Description of Common Stock

Contract Categories: Business Finance - Stock Agreements
EX-4.1 4 okmin_ex4z1.htm DESCRIPTION OF COMMON STOCK

 

Exhibit 4.1

 

DESCRIPTION OF COMMON STOCK

 

Our class of common stock is registered under Section 12(g) of the Securities Exchange Act of 1934, as amended.

 

We have 750,000,000 authorized shares of common stock with a par value of $0.0001 per share.

 

Holders of our common stock have no preemptive rights to purchase additional shares of common stock or other subscription rights. The common stock carries no conversion rights and is not subject to redemption or to any sinking fund provisions.

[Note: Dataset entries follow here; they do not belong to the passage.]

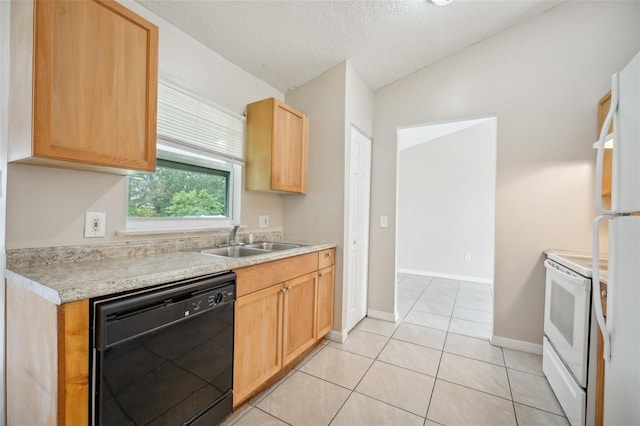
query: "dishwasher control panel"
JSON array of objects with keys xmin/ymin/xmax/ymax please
[{"xmin": 185, "ymin": 285, "xmax": 236, "ymax": 316}]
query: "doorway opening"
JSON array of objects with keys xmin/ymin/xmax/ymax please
[{"xmin": 396, "ymin": 117, "xmax": 497, "ymax": 338}]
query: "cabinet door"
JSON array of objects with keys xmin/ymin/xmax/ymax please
[
  {"xmin": 33, "ymin": 0, "xmax": 158, "ymax": 170},
  {"xmin": 233, "ymin": 284, "xmax": 283, "ymax": 406},
  {"xmin": 271, "ymin": 102, "xmax": 307, "ymax": 193},
  {"xmin": 316, "ymin": 266, "xmax": 335, "ymax": 340},
  {"xmin": 282, "ymin": 272, "xmax": 318, "ymax": 365}
]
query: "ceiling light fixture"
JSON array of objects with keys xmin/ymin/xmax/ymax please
[{"xmin": 431, "ymin": 0, "xmax": 453, "ymax": 6}]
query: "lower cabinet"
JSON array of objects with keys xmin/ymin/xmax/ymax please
[
  {"xmin": 282, "ymin": 272, "xmax": 318, "ymax": 365},
  {"xmin": 316, "ymin": 266, "xmax": 335, "ymax": 339},
  {"xmin": 233, "ymin": 249, "xmax": 334, "ymax": 407}
]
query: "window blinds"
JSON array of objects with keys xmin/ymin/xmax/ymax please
[{"xmin": 158, "ymin": 83, "xmax": 244, "ymax": 164}]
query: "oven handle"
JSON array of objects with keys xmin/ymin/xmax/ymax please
[{"xmin": 544, "ymin": 260, "xmax": 590, "ymax": 291}]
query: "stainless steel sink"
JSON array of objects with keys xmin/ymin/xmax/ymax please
[
  {"xmin": 199, "ymin": 246, "xmax": 269, "ymax": 258},
  {"xmin": 244, "ymin": 241, "xmax": 302, "ymax": 251}
]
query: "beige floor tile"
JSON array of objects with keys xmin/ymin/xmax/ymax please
[
  {"xmin": 418, "ymin": 291, "xmax": 456, "ymax": 306},
  {"xmin": 247, "ymin": 370, "xmax": 296, "ymax": 406},
  {"xmin": 504, "ymin": 348, "xmax": 544, "ymax": 376},
  {"xmin": 397, "ymin": 287, "xmax": 424, "ymax": 300},
  {"xmin": 413, "ymin": 300, "xmax": 453, "ymax": 317},
  {"xmin": 293, "ymin": 345, "xmax": 327, "ymax": 370},
  {"xmin": 438, "ymin": 352, "xmax": 511, "ymax": 399},
  {"xmin": 460, "ymin": 281, "xmax": 491, "ymax": 294},
  {"xmin": 507, "ymin": 368, "xmax": 564, "ymax": 416},
  {"xmin": 356, "ymin": 361, "xmax": 435, "ymax": 417},
  {"xmin": 425, "ymin": 284, "xmax": 458, "ymax": 297},
  {"xmin": 233, "ymin": 408, "xmax": 287, "ymax": 426},
  {"xmin": 431, "ymin": 278, "xmax": 460, "ymax": 288},
  {"xmin": 355, "ymin": 317, "xmax": 396, "ymax": 337},
  {"xmin": 392, "ymin": 322, "xmax": 447, "ymax": 350},
  {"xmin": 258, "ymin": 371, "xmax": 350, "ymax": 426},
  {"xmin": 378, "ymin": 339, "xmax": 441, "ymax": 377},
  {"xmin": 451, "ymin": 306, "xmax": 493, "ymax": 324},
  {"xmin": 403, "ymin": 274, "xmax": 433, "ymax": 285},
  {"xmin": 427, "ymin": 380, "xmax": 516, "ymax": 426},
  {"xmin": 300, "ymin": 346, "xmax": 373, "ymax": 389},
  {"xmin": 444, "ymin": 333, "xmax": 504, "ymax": 366},
  {"xmin": 456, "ymin": 299, "xmax": 493, "ymax": 312},
  {"xmin": 456, "ymin": 290, "xmax": 493, "ymax": 303},
  {"xmin": 514, "ymin": 402, "xmax": 569, "ymax": 426},
  {"xmin": 449, "ymin": 318, "xmax": 492, "ymax": 339},
  {"xmin": 398, "ymin": 281, "xmax": 429, "ymax": 291},
  {"xmin": 404, "ymin": 307, "xmax": 450, "ymax": 331},
  {"xmin": 331, "ymin": 392, "xmax": 424, "ymax": 426},
  {"xmin": 329, "ymin": 330, "xmax": 389, "ymax": 358}
]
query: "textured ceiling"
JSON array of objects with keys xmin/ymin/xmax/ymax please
[{"xmin": 137, "ymin": 0, "xmax": 563, "ymax": 93}]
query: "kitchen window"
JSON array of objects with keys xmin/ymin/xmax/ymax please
[{"xmin": 126, "ymin": 83, "xmax": 244, "ymax": 233}]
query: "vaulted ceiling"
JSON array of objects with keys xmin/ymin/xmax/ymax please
[{"xmin": 137, "ymin": 0, "xmax": 564, "ymax": 93}]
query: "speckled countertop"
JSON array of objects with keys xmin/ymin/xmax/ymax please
[
  {"xmin": 6, "ymin": 243, "xmax": 336, "ymax": 305},
  {"xmin": 544, "ymin": 249, "xmax": 608, "ymax": 284}
]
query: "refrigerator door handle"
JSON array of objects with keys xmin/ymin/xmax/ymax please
[
  {"xmin": 591, "ymin": 215, "xmax": 612, "ymax": 361},
  {"xmin": 596, "ymin": 73, "xmax": 620, "ymax": 214}
]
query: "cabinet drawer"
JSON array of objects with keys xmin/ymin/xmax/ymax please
[
  {"xmin": 318, "ymin": 249, "xmax": 336, "ymax": 269},
  {"xmin": 235, "ymin": 253, "xmax": 318, "ymax": 297}
]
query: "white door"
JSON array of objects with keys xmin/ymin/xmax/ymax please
[{"xmin": 345, "ymin": 126, "xmax": 371, "ymax": 330}]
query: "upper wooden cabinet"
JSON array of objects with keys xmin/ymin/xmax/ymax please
[
  {"xmin": 245, "ymin": 98, "xmax": 308, "ymax": 194},
  {"xmin": 9, "ymin": 0, "xmax": 158, "ymax": 173},
  {"xmin": 597, "ymin": 92, "xmax": 613, "ymax": 198}
]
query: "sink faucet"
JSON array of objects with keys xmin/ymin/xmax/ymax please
[{"xmin": 229, "ymin": 225, "xmax": 240, "ymax": 246}]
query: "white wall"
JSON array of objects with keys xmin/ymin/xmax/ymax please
[
  {"xmin": 7, "ymin": 0, "xmax": 284, "ymax": 248},
  {"xmin": 283, "ymin": 62, "xmax": 373, "ymax": 331},
  {"xmin": 369, "ymin": 1, "xmax": 640, "ymax": 344},
  {"xmin": 397, "ymin": 119, "xmax": 496, "ymax": 283}
]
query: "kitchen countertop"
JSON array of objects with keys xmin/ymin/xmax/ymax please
[
  {"xmin": 544, "ymin": 249, "xmax": 608, "ymax": 284},
  {"xmin": 6, "ymin": 243, "xmax": 336, "ymax": 305}
]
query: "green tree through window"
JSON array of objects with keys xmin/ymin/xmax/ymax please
[{"xmin": 128, "ymin": 159, "xmax": 230, "ymax": 217}]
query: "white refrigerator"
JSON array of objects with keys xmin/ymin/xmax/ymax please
[{"xmin": 592, "ymin": 48, "xmax": 640, "ymax": 425}]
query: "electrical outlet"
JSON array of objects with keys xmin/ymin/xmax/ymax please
[{"xmin": 84, "ymin": 212, "xmax": 107, "ymax": 238}]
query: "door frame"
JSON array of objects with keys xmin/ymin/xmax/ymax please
[{"xmin": 341, "ymin": 123, "xmax": 373, "ymax": 334}]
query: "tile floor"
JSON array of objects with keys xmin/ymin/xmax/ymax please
[{"xmin": 223, "ymin": 274, "xmax": 569, "ymax": 426}]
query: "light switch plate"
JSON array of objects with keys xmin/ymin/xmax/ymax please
[{"xmin": 84, "ymin": 212, "xmax": 107, "ymax": 238}]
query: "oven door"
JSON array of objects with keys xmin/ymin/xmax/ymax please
[{"xmin": 544, "ymin": 260, "xmax": 591, "ymax": 387}]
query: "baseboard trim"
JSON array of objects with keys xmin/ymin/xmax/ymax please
[
  {"xmin": 324, "ymin": 330, "xmax": 348, "ymax": 343},
  {"xmin": 489, "ymin": 336, "xmax": 542, "ymax": 355},
  {"xmin": 367, "ymin": 309, "xmax": 400, "ymax": 323},
  {"xmin": 398, "ymin": 268, "xmax": 493, "ymax": 284}
]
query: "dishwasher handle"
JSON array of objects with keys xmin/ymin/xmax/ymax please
[{"xmin": 95, "ymin": 274, "xmax": 235, "ymax": 351}]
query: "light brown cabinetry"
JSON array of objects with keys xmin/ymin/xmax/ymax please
[
  {"xmin": 597, "ymin": 92, "xmax": 613, "ymax": 198},
  {"xmin": 233, "ymin": 249, "xmax": 334, "ymax": 407},
  {"xmin": 245, "ymin": 98, "xmax": 308, "ymax": 194},
  {"xmin": 282, "ymin": 271, "xmax": 318, "ymax": 365},
  {"xmin": 316, "ymin": 249, "xmax": 335, "ymax": 339},
  {"xmin": 9, "ymin": 0, "xmax": 158, "ymax": 173},
  {"xmin": 6, "ymin": 281, "xmax": 89, "ymax": 425}
]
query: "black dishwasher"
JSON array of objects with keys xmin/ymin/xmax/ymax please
[{"xmin": 91, "ymin": 272, "xmax": 236, "ymax": 426}]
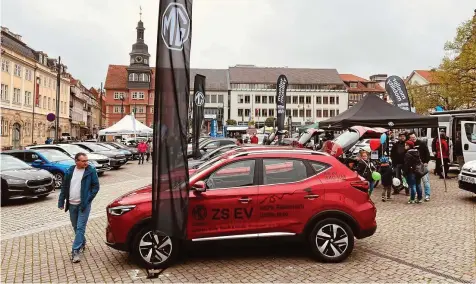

All of our issued common stock is entitled to share equally in dividends from sources legally available, when, as and if declared by our Board of Directors, and upon our liquidation or dissolution, whether voluntary or involuntary, to share equally in our assets available for distribution to holders of common stock.

 

Our Board of Directors is authorized to issue additional shares of common stock not to exceed the amount authorized by our Articles of Incorporation on such terms and conditions and for such consideration as the Board may deem appropriate without further stockholder action.

 

Each holder of our common stock is entitled to one vote per share on all matters on which such stockholders are entitled to vote.

 

Dividends on our common stock may be declared by our Board of Directors in accordance with applicable laws and may be paid in cash, property, or shares of stock, subject to the provisions of our Articles of Incorporation. Our Board has no present intention of declaring any dividends.

 

Our class of Series A convertible preferred stock ranks on a parity, in all respects, with our common stock, except that each preferred share is entitled to 10 votes and holders of Series A convertible preferred stock are not entitled to receive dividends.